La première semaine du Tour d’Espagne a été longue et riche en émotions comme en rebondissements. Qui aurait pu imaginer, il y a encore trois jours de cela, qu’Enric Mas l’emporterait en patron, maillot rouge sur le dos, sur les hauteurs de l’Alto de Aitana ? Bien sûr, la lourde chute et l’abandon de l’ultra-favori Tadej Pogacar ont totalement redistribué les cartes et ils sont au moins cinq ou six à pouvoir rêver de remporter cette Vuelta. Mais à l’instant-T, le mieux placé pour y parvenir est donc Enric Mas.
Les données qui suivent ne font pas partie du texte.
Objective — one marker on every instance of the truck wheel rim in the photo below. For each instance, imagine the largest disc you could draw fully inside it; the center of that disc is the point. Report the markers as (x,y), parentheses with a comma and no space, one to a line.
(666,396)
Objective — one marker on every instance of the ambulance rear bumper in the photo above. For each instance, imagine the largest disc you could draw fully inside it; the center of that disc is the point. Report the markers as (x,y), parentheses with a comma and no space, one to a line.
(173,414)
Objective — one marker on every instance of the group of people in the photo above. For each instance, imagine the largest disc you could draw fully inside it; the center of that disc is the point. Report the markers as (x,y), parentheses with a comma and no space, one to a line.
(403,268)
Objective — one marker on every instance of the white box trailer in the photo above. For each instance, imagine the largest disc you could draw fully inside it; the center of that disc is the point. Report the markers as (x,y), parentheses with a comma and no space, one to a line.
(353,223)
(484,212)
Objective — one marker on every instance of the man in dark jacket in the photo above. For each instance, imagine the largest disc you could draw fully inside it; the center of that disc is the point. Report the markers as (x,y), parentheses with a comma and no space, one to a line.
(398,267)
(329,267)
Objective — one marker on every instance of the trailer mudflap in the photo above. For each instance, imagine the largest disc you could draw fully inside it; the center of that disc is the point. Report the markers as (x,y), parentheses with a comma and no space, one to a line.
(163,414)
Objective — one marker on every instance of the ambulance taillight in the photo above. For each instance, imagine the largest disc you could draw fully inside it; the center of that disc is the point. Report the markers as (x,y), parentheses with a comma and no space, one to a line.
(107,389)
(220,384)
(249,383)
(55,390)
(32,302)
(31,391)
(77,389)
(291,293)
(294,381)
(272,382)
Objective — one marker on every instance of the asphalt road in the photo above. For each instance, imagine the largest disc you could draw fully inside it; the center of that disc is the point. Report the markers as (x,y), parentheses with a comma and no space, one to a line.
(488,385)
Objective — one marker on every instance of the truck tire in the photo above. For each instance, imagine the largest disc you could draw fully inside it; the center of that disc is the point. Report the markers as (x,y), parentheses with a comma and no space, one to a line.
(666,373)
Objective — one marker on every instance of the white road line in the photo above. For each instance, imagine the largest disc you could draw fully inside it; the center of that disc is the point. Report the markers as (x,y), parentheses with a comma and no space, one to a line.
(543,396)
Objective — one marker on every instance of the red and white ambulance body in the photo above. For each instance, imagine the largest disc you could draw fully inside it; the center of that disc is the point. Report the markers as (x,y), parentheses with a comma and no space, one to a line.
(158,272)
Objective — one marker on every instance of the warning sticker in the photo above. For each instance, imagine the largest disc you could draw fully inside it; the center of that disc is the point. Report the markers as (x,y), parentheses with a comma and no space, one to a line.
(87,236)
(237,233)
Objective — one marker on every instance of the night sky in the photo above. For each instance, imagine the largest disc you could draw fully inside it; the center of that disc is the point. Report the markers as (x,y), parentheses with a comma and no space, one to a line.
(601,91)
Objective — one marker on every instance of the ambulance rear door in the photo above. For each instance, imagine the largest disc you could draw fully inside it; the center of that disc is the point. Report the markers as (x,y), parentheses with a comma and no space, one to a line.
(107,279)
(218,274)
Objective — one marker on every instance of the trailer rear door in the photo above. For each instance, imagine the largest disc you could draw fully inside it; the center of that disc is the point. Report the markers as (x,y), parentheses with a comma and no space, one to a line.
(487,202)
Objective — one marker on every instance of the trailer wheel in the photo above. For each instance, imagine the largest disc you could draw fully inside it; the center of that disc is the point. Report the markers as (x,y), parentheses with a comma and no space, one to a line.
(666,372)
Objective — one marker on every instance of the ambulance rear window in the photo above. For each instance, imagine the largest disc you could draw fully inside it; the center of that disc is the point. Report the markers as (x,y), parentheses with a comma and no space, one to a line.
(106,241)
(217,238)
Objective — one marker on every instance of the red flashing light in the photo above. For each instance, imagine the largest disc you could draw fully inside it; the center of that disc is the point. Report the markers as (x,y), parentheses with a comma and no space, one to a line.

Déjà trois fois 2e de l’épreuve – la dernière fois en 2022, derrière Remco Evenepoel -, le leader de la Movistar s’est montré serein face à la presse, ce lundi à l’occasion de la première journée de repos, à Albacete dans la région de Castille-La Manche.
Après des moments difficiles, l’athlète de 31 ans savoure de se retrouver dans une pareille situation. “J’ai traversé des moments compliqués, mais j’en avais déjà connu d’autres par le passé. Il faut passer par là, ça fait partie d’une carrière de coureur cycliste. Le plus important, c’est d’avoir retrouvé une grande condition, et le sourire, sur cette Vuelta”, se réjouit-il dans des propos relayés par nos confrères de EsCiclismo.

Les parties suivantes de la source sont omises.